Abiturjahrgang 1977 - Hittorf Gymnasium Recklinghausen

Abitur 1977

Abiturrede von Jörg Schmengler

Nach einer wechselvollen Existenz hat die Jahrgangsstufe 13 nach Höhen und Tiefen nun das Ende ihres Weges erreicht. Sie - oder vielmehr ihre Mitglieder haben neun, häufig zehn manchmal auch elf Jahre am Hittorfgymnasium verbracht. Während dieser Zeit veränderte sich das Gesicht der Schule stärker, als in seiner gesamten Geschichte zuvor. Es wurden nicht nur die alten Kastanien durch den tristen Beton des Neubaus ersetzt, eine neue Turnhalle gebaut, der Schulhof erweitert, die ersten Mädchen an der ehemals reinen Jungenschule zum Abitur geführt, auch inhaltliche Veränderungen fanden statt. Wir nehmen daher heute nicht nur Abschied von einer Jahrgangsstufe, sondern einer Schulepoche und ihrer Tradition.
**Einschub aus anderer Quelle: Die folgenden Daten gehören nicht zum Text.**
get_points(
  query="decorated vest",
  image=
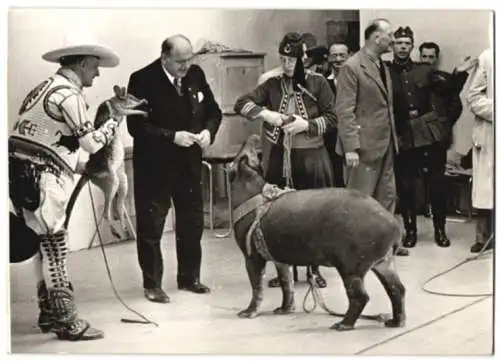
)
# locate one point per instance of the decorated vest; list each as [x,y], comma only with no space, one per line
[292,103]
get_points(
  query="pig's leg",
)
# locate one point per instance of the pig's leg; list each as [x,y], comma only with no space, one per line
[358,298]
[396,291]
[286,282]
[255,268]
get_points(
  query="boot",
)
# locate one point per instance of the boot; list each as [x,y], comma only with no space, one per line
[484,230]
[441,239]
[66,323]
[45,315]
[439,231]
[410,238]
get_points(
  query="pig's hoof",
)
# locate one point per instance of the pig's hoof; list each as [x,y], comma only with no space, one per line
[394,323]
[284,310]
[383,318]
[342,327]
[249,314]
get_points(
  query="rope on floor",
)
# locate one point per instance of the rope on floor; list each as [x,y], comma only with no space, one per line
[144,320]
[481,253]
[440,317]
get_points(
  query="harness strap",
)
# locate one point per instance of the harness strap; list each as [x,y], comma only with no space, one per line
[261,204]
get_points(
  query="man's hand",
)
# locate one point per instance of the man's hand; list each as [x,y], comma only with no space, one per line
[297,126]
[272,117]
[203,139]
[185,138]
[467,64]
[453,158]
[124,104]
[352,159]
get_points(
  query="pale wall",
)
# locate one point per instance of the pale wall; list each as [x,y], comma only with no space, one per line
[136,35]
[459,33]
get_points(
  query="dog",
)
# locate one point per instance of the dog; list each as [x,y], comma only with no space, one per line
[106,167]
[333,227]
In den letzten Monaten vor dem Abitur brach bei vielen von uns ein Lerneifer aus, dessen Dimensionen jemand, der die Schulszene nicht kennt, nie hätte vorauszusagen gewagt. Trotzdem war dieser Weg seit Langem vorgezeichnet und nur folgerichtig.
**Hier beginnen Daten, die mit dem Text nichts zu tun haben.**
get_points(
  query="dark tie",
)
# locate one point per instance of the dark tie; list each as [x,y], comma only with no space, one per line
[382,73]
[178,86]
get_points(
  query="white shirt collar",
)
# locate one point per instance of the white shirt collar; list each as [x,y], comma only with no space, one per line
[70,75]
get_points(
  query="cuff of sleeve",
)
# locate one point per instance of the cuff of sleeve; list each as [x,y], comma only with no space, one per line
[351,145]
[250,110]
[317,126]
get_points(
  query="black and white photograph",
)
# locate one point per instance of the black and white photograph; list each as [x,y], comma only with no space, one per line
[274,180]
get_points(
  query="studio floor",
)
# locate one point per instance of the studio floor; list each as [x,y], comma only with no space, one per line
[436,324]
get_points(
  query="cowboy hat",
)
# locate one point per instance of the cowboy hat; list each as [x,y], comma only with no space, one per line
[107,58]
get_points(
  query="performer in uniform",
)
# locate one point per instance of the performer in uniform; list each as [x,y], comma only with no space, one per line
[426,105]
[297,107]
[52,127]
Die Entwicklung begann Anfang der 70er Jahre, als Schreckensmeldung über Zulassungsbeschränkungen an den Hochschulen die Abiturienten bisher nicht gekannten Leistungszwängen aussetzten. Allerdings bestanden zu diesem Zeitpunkt noch intaktere soziale Systeme, die Klassenverbände, die den Einzelnen das Gefühl der Geborgenheit und des Nicht-Allein-Seins gaben. Nur wenige Jahre später zertrümmerte die Oberstufenreform diese Solidarität, ein nicht zu füllendes Vakuum hinterlassend und eine Schule mit isolierten jungen Menschen, die ihre Mitschüler als Konkurrenten um Berufs- und Studienplätze betrachteten. Jeder erkämpfte einzeln Punkte und Zehntel Noten, die um die NC-Grenzen der Wunschstudiengänge zu erreichen. Um die schulische Vereinzelung durch andere Kontakte und Beziehungen auszugleichen, fehlten die geeigneten Einrichtungen. Letztes Jahr führte die falsche Recklinghäuser Jugendpolitik zur er-satzlosen Schließung des Jugendzentrum Löhrhof, dagegen müssen andere kreative Einrichtungen, wie die Altstadtschiede bis heute um ihre Anerkennung kämpfen.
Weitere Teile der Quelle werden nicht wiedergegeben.